Randy adds a seed talc - or lubricant - to the planter boxes to facilitate the seed's journey from planter to soil. 


He also applies a starter fertilizer to promote early growth. The make-up of the starter fertilizer was determined after Randy did soil testing before planting. 

It included nitrogen, phosphate, sulfur and zinc. After planting, the co-op is applying more nitrogen, along with herbicide 
The fertilizer is in the tank pulled by the pickup. First stop is pulling up to the scales at the elevator to weigh the empty pickup and fertilizer trailer and tell the scale operator what kind of fertilizer we want. (There's another stop after the tank is filled for a final weight.) I also let them know how to bill the previous load of fertilizer.

Then, it's off to the fertilizer shed, where an employee fills the tank with the "recipe" Randy has ordered. 

I stand around and take photos of our prairie skyscrapers and the clouds. (What else is new?)


This year, we again picked up the seed as we need it at Zenith, so on some trips, we also get the bagged seed from another building. 

Once back to the field, Randy can then use the fertilizer in the trailer to refill the fertilizer tanks on the planter, attaching a hose. 

He starts a motor to pump the fertilizer to the planter.
He runs the motor until the tanks are filled. (You can see it's only about one-third full in this photo.)

 And then he's off to make another round. 


As always, we're "keepin'" it rural, just like our ancestors did.

 Corn was a primary crop in this area when it was settled. The 6th Biennial Report of the Kansas State Board of Agriculture of 1888 reported that corn was the main crop for Stafford County, covering 48,030 acres.
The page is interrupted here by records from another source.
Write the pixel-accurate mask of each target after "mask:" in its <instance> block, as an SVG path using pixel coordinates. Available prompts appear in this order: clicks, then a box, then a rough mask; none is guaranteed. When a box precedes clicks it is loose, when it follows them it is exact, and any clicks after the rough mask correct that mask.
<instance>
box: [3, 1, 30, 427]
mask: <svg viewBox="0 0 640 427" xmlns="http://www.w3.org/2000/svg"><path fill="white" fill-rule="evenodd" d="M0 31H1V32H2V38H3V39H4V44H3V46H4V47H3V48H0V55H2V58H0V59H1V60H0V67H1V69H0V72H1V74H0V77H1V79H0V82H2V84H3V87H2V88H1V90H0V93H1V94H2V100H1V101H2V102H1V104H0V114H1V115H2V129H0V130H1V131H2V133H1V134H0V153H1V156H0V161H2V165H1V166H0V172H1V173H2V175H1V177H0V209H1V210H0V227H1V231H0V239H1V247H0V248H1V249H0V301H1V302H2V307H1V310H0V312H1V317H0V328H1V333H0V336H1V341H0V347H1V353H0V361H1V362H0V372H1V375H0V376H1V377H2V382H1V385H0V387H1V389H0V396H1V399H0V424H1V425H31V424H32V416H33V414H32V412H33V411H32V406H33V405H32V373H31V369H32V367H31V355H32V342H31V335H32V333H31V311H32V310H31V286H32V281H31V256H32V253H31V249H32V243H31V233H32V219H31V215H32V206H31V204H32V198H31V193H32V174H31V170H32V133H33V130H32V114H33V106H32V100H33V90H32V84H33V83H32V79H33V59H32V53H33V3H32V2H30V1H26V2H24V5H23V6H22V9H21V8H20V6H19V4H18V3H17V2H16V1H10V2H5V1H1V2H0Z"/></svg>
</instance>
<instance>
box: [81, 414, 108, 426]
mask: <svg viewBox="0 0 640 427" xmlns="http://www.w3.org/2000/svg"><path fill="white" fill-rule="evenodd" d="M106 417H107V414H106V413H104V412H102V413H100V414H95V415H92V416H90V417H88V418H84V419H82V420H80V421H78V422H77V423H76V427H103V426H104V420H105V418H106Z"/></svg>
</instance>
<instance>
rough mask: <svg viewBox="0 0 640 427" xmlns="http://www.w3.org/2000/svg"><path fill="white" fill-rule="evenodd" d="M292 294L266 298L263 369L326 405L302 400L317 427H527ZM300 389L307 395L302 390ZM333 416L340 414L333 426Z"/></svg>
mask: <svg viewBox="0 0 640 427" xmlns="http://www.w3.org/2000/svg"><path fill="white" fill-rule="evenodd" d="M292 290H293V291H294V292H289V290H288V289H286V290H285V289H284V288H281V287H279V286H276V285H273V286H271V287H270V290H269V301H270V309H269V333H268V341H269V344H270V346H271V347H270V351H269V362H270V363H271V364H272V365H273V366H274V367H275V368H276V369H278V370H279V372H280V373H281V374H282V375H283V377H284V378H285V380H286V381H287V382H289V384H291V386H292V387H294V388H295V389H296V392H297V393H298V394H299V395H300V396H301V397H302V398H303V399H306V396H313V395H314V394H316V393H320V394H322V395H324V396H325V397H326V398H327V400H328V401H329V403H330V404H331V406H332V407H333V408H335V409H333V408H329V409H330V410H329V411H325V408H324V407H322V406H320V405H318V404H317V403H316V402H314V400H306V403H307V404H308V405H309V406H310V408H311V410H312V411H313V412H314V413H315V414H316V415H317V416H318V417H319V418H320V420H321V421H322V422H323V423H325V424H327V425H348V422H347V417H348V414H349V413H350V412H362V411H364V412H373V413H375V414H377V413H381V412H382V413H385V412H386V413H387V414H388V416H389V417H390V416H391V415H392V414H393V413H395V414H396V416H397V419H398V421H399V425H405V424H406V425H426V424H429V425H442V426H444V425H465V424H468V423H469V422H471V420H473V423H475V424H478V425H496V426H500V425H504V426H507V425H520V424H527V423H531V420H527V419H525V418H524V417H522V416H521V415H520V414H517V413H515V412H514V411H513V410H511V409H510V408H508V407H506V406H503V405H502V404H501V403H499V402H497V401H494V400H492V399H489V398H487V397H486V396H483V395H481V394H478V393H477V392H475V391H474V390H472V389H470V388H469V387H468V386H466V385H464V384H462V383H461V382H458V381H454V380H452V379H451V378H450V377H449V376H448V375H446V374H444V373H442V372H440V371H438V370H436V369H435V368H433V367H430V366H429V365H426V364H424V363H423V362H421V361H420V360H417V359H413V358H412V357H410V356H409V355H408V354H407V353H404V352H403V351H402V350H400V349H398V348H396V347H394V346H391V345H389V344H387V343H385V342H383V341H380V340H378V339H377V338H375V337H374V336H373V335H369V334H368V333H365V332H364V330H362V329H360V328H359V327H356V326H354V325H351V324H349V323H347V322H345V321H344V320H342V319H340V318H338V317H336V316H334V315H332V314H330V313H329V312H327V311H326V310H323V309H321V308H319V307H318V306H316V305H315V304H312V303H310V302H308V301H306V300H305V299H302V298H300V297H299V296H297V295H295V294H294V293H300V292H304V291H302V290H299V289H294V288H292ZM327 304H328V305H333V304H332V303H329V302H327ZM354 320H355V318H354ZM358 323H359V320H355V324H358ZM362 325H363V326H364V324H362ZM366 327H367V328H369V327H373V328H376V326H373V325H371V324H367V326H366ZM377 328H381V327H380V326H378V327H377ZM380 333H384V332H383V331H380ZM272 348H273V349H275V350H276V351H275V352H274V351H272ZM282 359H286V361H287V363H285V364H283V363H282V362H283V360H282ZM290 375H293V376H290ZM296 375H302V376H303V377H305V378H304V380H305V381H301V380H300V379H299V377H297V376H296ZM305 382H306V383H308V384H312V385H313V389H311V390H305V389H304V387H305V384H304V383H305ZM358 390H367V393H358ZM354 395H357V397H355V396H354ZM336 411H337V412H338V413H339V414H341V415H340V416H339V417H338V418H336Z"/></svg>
Oats were grown on 10,849 acres, while the winter wheat crop totaled 8,717 acres. Pasture ground was tallied at 13,446 acres. Other crops in 1888 were millet, spring wheat, rye, Irish and sweet potatoes, sorghum, castor beans, cotton, flax, hemp, tobacco and broom corn. Swine outnumbered cattle in livestock. (Information taken from Stafford County History: 1870-1990.)

We got done planting our 294 acres of corn on Saturday evening. We still have a small food plot to plant as a custom farming job, but we are at a pause because of about 0.60" of rain we've received over the past two nights. We are thankful for the moisture.


  1. Interesting to see that both Randy and Lynda's husband are sitting in their tractors with big sowing jobs ahead.

    1. I'm always amazed at the similarities - even a world away - though the seasons are opposites.